The mosses and herbs continue to build up the soil. As the soil deepens, the conditions favor plants with longer roots, such as grasses. Eventually the land becomes suitable for shrubs and then for trees. The early dominant trees in the community will be species like poplar, which thrive in bright, sunlit conditions. As more trees grow in the area, however, there is less sunlight, and maples, which grow in shade, supplant the sun-starved poplars. The maples eventually dominate the community, because they don’t change the soil composition and thrive in their own shade. The community has reached its climax community, with maple as the dominant species. Don’t forget that during all this, the changing vegetation has brought with it various changes in animal populations.

The SAT II Biology is most likely to test your knowledge of ecological succession in an originally rocky area, as we just covered, or in a pond.
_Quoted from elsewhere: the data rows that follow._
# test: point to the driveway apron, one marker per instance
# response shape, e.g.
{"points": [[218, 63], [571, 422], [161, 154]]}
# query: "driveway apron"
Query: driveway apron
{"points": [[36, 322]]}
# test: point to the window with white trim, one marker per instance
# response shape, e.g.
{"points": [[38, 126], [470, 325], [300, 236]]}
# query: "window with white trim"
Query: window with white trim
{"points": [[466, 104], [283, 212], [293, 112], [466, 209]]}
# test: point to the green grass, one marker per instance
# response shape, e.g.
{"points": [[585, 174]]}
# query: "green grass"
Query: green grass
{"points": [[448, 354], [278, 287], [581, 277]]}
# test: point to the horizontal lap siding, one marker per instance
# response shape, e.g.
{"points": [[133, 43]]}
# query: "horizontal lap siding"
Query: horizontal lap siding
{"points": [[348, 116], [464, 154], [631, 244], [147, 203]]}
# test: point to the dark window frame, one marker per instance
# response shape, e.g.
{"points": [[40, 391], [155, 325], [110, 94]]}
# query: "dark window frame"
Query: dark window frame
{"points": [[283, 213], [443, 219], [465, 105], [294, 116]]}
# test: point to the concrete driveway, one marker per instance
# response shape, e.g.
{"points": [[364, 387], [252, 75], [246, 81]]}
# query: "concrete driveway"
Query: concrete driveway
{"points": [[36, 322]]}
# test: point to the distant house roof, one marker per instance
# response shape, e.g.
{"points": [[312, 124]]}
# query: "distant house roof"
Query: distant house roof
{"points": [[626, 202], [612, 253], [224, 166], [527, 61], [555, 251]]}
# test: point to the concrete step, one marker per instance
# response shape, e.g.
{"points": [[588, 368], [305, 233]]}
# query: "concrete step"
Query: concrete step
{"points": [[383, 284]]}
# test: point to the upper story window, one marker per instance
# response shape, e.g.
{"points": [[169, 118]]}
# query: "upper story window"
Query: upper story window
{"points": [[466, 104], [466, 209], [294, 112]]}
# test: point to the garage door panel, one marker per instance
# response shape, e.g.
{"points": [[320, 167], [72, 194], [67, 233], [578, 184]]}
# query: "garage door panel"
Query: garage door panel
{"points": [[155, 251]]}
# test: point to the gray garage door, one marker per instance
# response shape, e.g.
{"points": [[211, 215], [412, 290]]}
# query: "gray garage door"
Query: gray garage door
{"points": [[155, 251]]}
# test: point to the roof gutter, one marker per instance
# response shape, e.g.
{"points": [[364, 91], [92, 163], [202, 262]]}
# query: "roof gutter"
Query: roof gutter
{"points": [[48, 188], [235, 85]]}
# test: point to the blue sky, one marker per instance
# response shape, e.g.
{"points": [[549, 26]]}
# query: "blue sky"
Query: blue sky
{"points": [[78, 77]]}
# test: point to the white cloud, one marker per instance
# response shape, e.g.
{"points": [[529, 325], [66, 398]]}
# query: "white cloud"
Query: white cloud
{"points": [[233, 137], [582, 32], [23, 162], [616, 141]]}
Succession in a pond follows a similar pattern. Originally, the pond will contain protozoa, some small fish, and algae. As individual organisms die and water runs into the pond, sediment builds up at the bottom and the pond grows shallower. The shallower pond becomes marshlike and fills with reeds and cattails. The standing water eventually disappears, and the land is merely moist: grasses and shrubs dominate. As the land grows even less moist, it becomes woodland. And as trees come to dominate, the climax community will arise from a species that can grow in the shade of its neighbors.

Ecological Succession vs. Evolution

For the SAT II Biology, do not get confused between ecological succession and evolution. In ecological succession, the populations that make up a community change, but the characteristics of the individuals within the population will not change over time. Ecological succession is something that happens to communities, while evolution happens to populations. Although succession has different rates, it is much faster overall than evolution.